At the end of it all, “The Great Moon Race!” was… pretty bad. Even though some of its flair was almost certainly lost in translation, you don’t need to be fluent in Japanese to recognize that this story is no “Flowers for Algernon”. Baron Akiyama is cartoonishly evil, and the romantic conflict that ostensibly sets up the story is not mentioned at all after the opening section. Also, the story kind of just ends. ChatGPT mentioned that the end of my translation was “a bit flat”, before admitting that this is mostly just the original text being bad and not an issue of translation.
And this raises an interesting question— if so much of the quality of the text was apparent here, might literature enthusiasts be able to “read” world literature without knowing multiple languages? Obviously AI-assisted translation doesn’t have much practical purpose for actual publishing— there’s no one at the top to verify whether or not the translation is even accurate (hallucinations are sure to exist), and LLMs are still far away from displaying the nuanced cultural knowledge of a professional translator. But a professional-quality translation isn’t necessarily needed to curate foreign texts, especially if they can be sent up to a professional translator later.

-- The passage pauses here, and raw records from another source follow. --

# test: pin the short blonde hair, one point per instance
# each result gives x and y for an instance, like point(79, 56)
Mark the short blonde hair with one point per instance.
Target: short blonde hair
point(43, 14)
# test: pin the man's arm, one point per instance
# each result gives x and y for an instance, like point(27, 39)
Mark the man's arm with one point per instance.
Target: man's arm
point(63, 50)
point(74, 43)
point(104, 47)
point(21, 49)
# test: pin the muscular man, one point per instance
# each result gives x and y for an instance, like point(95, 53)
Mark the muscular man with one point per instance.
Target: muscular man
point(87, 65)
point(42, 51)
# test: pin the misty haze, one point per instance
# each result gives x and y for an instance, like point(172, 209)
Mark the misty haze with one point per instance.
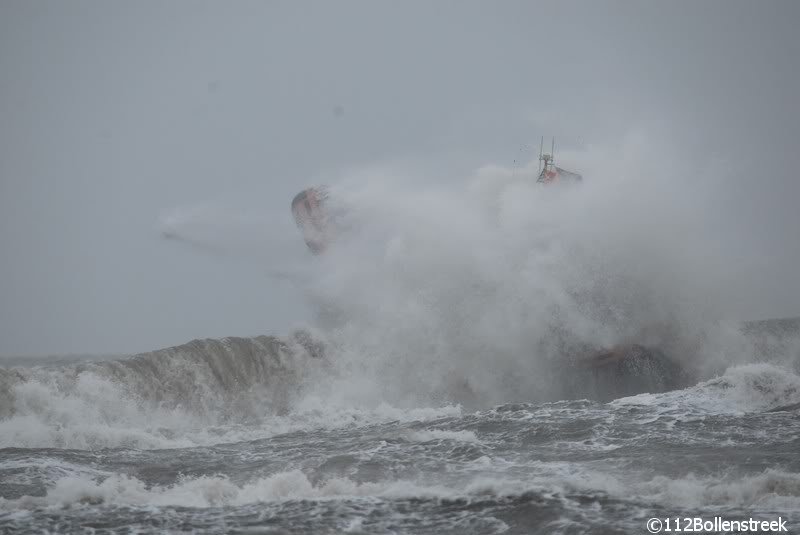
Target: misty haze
point(418, 267)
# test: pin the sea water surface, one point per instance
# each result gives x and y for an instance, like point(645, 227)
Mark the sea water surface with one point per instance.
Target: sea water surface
point(215, 437)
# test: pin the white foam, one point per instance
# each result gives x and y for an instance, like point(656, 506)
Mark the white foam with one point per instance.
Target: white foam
point(741, 389)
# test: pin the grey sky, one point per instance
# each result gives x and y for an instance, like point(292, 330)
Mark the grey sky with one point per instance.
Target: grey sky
point(113, 112)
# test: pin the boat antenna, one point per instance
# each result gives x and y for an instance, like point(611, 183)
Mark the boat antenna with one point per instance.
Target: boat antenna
point(541, 147)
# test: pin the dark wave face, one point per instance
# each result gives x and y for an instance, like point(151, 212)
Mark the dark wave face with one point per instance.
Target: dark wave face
point(244, 434)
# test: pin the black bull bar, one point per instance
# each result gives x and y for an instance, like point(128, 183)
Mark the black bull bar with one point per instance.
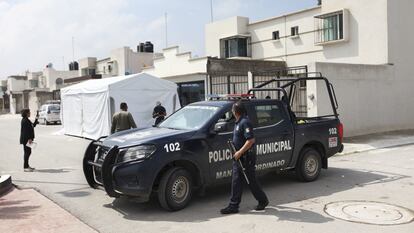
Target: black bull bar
point(106, 168)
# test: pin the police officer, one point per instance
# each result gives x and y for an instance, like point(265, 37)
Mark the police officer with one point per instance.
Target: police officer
point(244, 140)
point(159, 113)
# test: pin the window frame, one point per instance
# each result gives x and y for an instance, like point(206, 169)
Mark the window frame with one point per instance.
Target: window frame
point(256, 123)
point(294, 31)
point(331, 27)
point(276, 35)
point(226, 46)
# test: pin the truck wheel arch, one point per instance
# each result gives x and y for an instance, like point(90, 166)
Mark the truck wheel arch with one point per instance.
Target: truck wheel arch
point(318, 146)
point(188, 165)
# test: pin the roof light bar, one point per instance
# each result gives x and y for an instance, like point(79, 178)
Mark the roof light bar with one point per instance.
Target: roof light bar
point(230, 96)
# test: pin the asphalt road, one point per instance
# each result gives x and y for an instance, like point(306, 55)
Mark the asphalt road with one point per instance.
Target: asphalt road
point(384, 175)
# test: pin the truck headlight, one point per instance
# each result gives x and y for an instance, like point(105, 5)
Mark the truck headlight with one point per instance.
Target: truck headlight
point(137, 153)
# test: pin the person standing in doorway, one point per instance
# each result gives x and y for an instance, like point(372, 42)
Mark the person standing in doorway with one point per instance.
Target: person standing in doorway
point(27, 137)
point(159, 113)
point(243, 140)
point(122, 120)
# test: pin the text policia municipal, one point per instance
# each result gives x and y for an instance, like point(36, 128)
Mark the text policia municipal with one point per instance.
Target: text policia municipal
point(261, 149)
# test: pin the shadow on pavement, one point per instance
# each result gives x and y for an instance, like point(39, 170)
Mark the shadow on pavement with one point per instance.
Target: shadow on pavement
point(293, 214)
point(61, 170)
point(281, 189)
point(9, 210)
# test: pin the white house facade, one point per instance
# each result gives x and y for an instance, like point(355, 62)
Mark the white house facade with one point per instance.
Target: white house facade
point(363, 47)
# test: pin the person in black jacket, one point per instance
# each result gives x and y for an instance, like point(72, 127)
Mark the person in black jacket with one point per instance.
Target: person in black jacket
point(159, 113)
point(27, 137)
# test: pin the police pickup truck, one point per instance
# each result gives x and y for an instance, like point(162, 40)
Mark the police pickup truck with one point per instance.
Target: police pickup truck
point(189, 150)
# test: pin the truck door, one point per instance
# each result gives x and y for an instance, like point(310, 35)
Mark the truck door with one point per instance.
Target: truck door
point(219, 155)
point(274, 135)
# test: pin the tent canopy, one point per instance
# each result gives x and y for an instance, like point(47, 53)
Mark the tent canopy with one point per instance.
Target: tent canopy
point(87, 107)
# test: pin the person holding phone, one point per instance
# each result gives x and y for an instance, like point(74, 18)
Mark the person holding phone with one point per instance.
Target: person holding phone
point(27, 137)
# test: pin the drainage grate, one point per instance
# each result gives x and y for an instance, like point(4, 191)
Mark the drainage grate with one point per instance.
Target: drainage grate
point(368, 212)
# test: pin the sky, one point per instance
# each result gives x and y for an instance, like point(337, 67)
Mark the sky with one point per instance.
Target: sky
point(34, 33)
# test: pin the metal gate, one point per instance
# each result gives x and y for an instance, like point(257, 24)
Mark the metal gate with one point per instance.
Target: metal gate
point(298, 101)
point(238, 83)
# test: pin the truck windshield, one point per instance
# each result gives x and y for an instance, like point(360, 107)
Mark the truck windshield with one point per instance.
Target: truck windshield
point(189, 117)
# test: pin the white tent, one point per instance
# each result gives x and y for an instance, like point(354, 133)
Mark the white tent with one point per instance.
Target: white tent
point(87, 107)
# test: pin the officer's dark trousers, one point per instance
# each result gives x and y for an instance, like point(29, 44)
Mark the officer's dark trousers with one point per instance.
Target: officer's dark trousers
point(27, 152)
point(238, 179)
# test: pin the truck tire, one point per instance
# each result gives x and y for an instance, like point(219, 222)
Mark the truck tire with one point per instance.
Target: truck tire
point(175, 189)
point(309, 165)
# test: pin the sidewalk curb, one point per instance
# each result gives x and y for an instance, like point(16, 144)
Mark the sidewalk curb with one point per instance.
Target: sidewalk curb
point(5, 184)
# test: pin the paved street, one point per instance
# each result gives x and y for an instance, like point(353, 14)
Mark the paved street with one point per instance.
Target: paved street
point(384, 175)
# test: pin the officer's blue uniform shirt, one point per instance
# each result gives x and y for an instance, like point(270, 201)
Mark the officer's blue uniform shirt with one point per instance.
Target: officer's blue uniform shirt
point(243, 131)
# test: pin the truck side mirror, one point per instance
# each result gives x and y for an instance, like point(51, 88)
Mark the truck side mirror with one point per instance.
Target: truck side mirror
point(221, 127)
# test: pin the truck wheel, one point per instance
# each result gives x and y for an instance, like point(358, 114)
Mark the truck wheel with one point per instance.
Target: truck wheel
point(309, 165)
point(175, 189)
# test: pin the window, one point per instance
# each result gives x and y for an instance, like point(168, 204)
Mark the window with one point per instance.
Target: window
point(268, 115)
point(190, 117)
point(275, 35)
point(294, 31)
point(330, 27)
point(234, 47)
point(229, 118)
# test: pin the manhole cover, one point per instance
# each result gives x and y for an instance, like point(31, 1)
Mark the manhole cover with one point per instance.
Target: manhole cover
point(376, 213)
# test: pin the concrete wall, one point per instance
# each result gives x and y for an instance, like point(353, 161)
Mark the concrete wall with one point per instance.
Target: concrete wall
point(371, 98)
point(221, 29)
point(16, 85)
point(366, 26)
point(173, 63)
point(37, 99)
point(124, 60)
point(51, 75)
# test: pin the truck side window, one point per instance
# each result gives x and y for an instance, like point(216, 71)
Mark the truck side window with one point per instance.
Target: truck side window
point(268, 115)
point(228, 117)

Ultimately, we as a society have perhaps not fully grappled with the extent to which language barriers have lowered in the past decade. It is not too difficult to visit some foreign part of the Internet (like Douban) and find lots of information about highly acclaimed works of science fiction and fantasy that have never been translated. Not because of lack of merit, but simply because there are not enough bilingual readers to go around! Now that LLMs exist, even the monolingual readers could probably find an untranslated work that they enjoy quite a bit.
I’m not entirely sure what the implications of this are, but I strongly suspect that LLMs could end up being far more consequential for world literature than is currently acknowledged. Perhaps the next American sci-fi classic is already out there in Polish or Finnish, just waiting to be reborn. If anyone reading this post has had interesting adventures on foreign Internet, I’d be interested to hear about it in the comments!
You'll enjoy a similar exploration of translation and LLMs by Ken Liu, here: https://bigthink.com/high-culture/ken-liu-ai-art/
When I was a teenager (I think? or maybe I was in my 20s, I dunno), I had a burst of trying to translate some Spanish poetry I wanted to read despite not speaking the language - just really painstakingly with a dictionary. Hadn't thought about that in years, but even though it was slow and painful, it really was fun!